Many children of boomers are outraged that they may be subject to these laws.
Dive into the topic of childish laws on social media and the anger of millennials, Gen Zers and many younger Gen Xers in the so-called “sandwich generation” is palpable.
“The boomer generation has literally had every single public benefit handed directly to them,” a TikToker named Clare, known as @lacroix_goth on the appsaid in a video on the subject. “And they pulled up the ladder behind them as they moved up.”
She’s not wrong. The Boomer generation has repeatedly voted for politicians who have presided over the erosion of virtually every feature of the American economy that used to protect workers, the middle class and the elderly, including retirements.

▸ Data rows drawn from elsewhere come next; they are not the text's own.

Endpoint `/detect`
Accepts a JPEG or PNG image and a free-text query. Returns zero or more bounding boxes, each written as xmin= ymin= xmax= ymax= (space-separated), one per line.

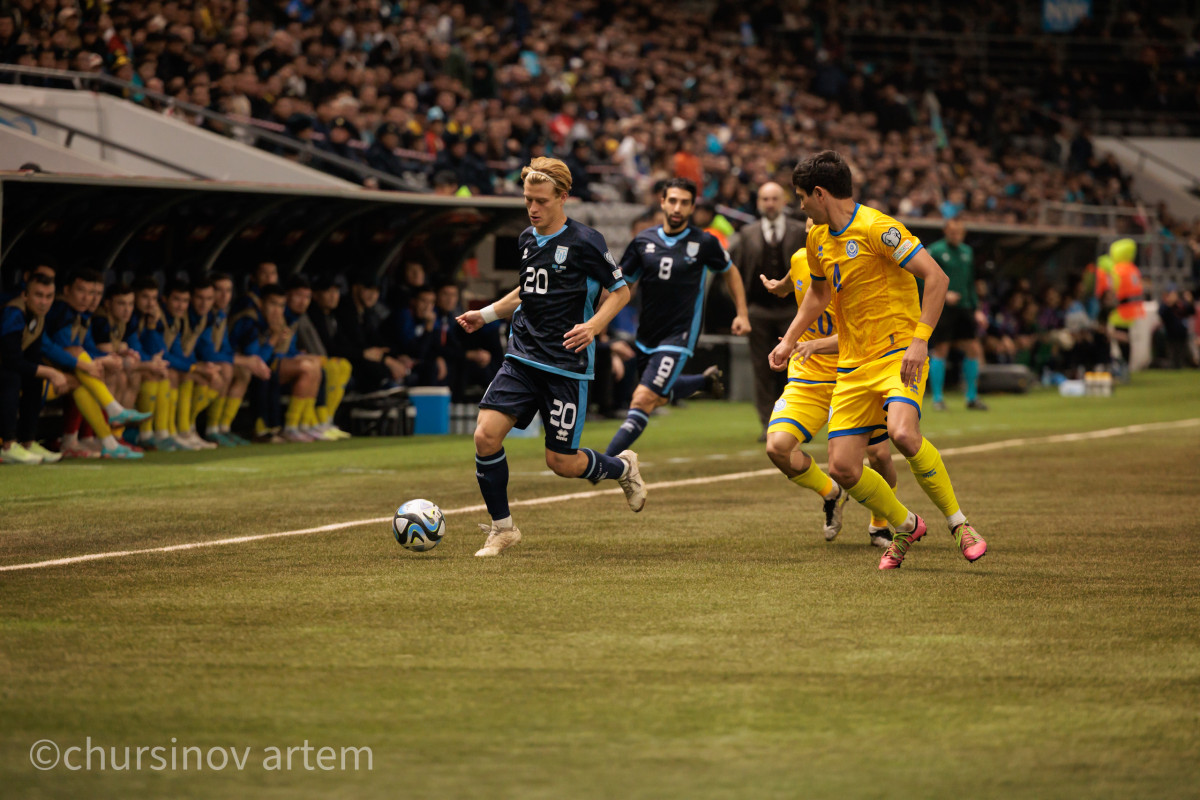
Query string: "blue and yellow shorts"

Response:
xmin=829 ymin=350 xmax=929 ymax=444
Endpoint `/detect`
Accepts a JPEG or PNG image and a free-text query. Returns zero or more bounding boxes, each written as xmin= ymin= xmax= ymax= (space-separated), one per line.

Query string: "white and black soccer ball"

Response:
xmin=391 ymin=500 xmax=446 ymax=553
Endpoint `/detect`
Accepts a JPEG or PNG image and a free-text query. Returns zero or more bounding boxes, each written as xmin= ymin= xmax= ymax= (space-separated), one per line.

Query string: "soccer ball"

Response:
xmin=391 ymin=500 xmax=446 ymax=553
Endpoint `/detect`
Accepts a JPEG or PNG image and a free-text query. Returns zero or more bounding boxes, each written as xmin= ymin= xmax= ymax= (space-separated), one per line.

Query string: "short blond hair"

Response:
xmin=521 ymin=158 xmax=571 ymax=193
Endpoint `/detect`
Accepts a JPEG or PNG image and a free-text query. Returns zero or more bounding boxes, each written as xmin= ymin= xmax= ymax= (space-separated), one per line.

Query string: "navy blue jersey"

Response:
xmin=505 ymin=219 xmax=625 ymax=380
xmin=620 ymin=225 xmax=731 ymax=355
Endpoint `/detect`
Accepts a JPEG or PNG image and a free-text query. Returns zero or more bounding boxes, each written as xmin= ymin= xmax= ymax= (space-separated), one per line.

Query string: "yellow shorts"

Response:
xmin=767 ymin=378 xmax=836 ymax=443
xmin=829 ymin=350 xmax=929 ymax=444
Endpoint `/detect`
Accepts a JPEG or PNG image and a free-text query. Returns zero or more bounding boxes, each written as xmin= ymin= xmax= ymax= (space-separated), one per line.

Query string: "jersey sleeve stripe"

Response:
xmin=900 ymin=245 xmax=925 ymax=266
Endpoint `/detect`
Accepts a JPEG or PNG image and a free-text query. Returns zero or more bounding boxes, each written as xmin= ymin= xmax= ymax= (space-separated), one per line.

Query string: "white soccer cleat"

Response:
xmin=866 ymin=525 xmax=892 ymax=547
xmin=617 ymin=450 xmax=646 ymax=512
xmin=824 ymin=483 xmax=849 ymax=543
xmin=475 ymin=523 xmax=521 ymax=558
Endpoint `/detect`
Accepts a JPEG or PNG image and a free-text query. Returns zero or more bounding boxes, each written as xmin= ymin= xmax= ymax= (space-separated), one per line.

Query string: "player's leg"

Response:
xmin=767 ymin=379 xmax=850 ymax=542
xmin=866 ymin=441 xmax=896 ymax=547
xmin=542 ymin=371 xmax=646 ymax=511
xmin=888 ymin=397 xmax=988 ymax=561
xmin=829 ymin=362 xmax=925 ymax=570
xmin=475 ymin=361 xmax=528 ymax=558
xmin=959 ymin=336 xmax=988 ymax=411
xmin=605 ymin=350 xmax=678 ymax=456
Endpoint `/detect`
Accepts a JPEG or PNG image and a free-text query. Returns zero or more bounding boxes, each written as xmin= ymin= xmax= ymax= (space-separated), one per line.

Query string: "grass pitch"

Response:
xmin=0 ymin=373 xmax=1200 ymax=799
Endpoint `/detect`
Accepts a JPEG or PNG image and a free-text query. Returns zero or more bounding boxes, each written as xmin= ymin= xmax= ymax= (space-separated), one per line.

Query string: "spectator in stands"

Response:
xmin=1158 ymin=287 xmax=1195 ymax=369
xmin=0 ymin=273 xmax=67 ymax=464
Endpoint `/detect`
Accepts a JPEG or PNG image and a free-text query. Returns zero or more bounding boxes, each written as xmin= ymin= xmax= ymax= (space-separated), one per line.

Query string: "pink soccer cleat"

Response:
xmin=952 ymin=522 xmax=988 ymax=561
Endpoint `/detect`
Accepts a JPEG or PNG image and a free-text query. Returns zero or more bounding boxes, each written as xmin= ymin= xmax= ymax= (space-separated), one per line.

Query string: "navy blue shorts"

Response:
xmin=479 ymin=359 xmax=592 ymax=456
xmin=635 ymin=333 xmax=689 ymax=397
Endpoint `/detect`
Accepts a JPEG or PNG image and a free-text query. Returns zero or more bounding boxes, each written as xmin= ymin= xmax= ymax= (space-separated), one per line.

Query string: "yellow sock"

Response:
xmin=175 ymin=380 xmax=196 ymax=433
xmin=187 ymin=386 xmax=216 ymax=431
xmin=871 ymin=483 xmax=896 ymax=528
xmin=317 ymin=359 xmax=353 ymax=422
xmin=221 ymin=397 xmax=241 ymax=431
xmin=787 ymin=461 xmax=833 ymax=498
xmin=76 ymin=353 xmax=115 ymax=407
xmin=167 ymin=387 xmax=179 ymax=435
xmin=154 ymin=379 xmax=170 ymax=433
xmin=908 ymin=439 xmax=959 ymax=517
xmin=71 ymin=378 xmax=113 ymax=439
xmin=138 ymin=380 xmax=158 ymax=437
xmin=283 ymin=395 xmax=304 ymax=428
xmin=850 ymin=467 xmax=908 ymax=528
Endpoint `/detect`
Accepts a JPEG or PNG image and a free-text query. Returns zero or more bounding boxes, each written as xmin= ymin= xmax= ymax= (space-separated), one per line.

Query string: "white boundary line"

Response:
xmin=0 ymin=417 xmax=1200 ymax=572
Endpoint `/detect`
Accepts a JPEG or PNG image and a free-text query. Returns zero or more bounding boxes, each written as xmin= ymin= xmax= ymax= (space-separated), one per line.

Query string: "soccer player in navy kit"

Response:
xmin=457 ymin=158 xmax=646 ymax=557
xmin=605 ymin=178 xmax=750 ymax=456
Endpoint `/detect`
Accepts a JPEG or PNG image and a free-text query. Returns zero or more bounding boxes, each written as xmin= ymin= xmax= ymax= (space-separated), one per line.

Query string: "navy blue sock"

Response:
xmin=605 ymin=408 xmax=650 ymax=456
xmin=671 ymin=375 xmax=708 ymax=399
xmin=580 ymin=447 xmax=625 ymax=483
xmin=475 ymin=447 xmax=510 ymax=519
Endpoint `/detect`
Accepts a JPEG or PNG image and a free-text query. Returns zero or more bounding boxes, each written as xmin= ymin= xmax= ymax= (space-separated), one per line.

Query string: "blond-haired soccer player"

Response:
xmin=458 ymin=158 xmax=646 ymax=557
xmin=769 ymin=150 xmax=988 ymax=570
xmin=758 ymin=217 xmax=896 ymax=547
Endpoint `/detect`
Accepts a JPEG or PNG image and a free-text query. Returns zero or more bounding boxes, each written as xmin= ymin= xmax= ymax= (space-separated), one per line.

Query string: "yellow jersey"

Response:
xmin=806 ymin=203 xmax=924 ymax=368
xmin=787 ymin=247 xmax=838 ymax=383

The top among them is the introduction of the 401(k)which has almost entirely replaced pensions with pension plans tied to the stock market, whose draconian deregulation by Presidents Nixon, Reagan and Clinton (all of whom were elected by landslide boomers) means that 401(k)s are vulnerable to the whims of Wall Street. That means they can be completely wiped out in a single day, as happened to my boomer mom in 2008 when the Great Recession exploded.
But many boomers still have a safety net in the form of the other bugaboo of younger generations — their staggeringly bloated houses, as Clare also angrily pointed out in her video.
For context: In 1985, the rough midpoint of the boomer generation’s adulthood, boomers paid an average of about $80,000 for a house. That $80,000 is now worth more than $230,000, and that only takes inflation into account, not the dizzying swelling of house prices that have average home price in 2026 of nearly $500,000. And boomers didn’t even have to struggle with credit scores to get a mortgage!
It’s hard not to feel, now that they’re older, that the boomers threw away all their advantages. It’s even harder not to empathize with struggling young people like Clare, furious that it might fall to them to make up the difference, especially given boomers’ continued support as a voting bloc before politicians determined to drain Social Security and Medicare, the only safety net many senior citizens themselves have.
Still, if past is prologue, boomers will blame this mess not on themselves and the politicians they enabled, but on their “lazy” and “entitled” children who “just won’t work hard.” Buckle up (and maybe call an estate planner), children of boomers; it’s going to be an uneven decade or three.
John Sundholm is a writer, editor and video personality with 20 years of experience in media and entertainment. He covers topics in culture, mental health and human interest.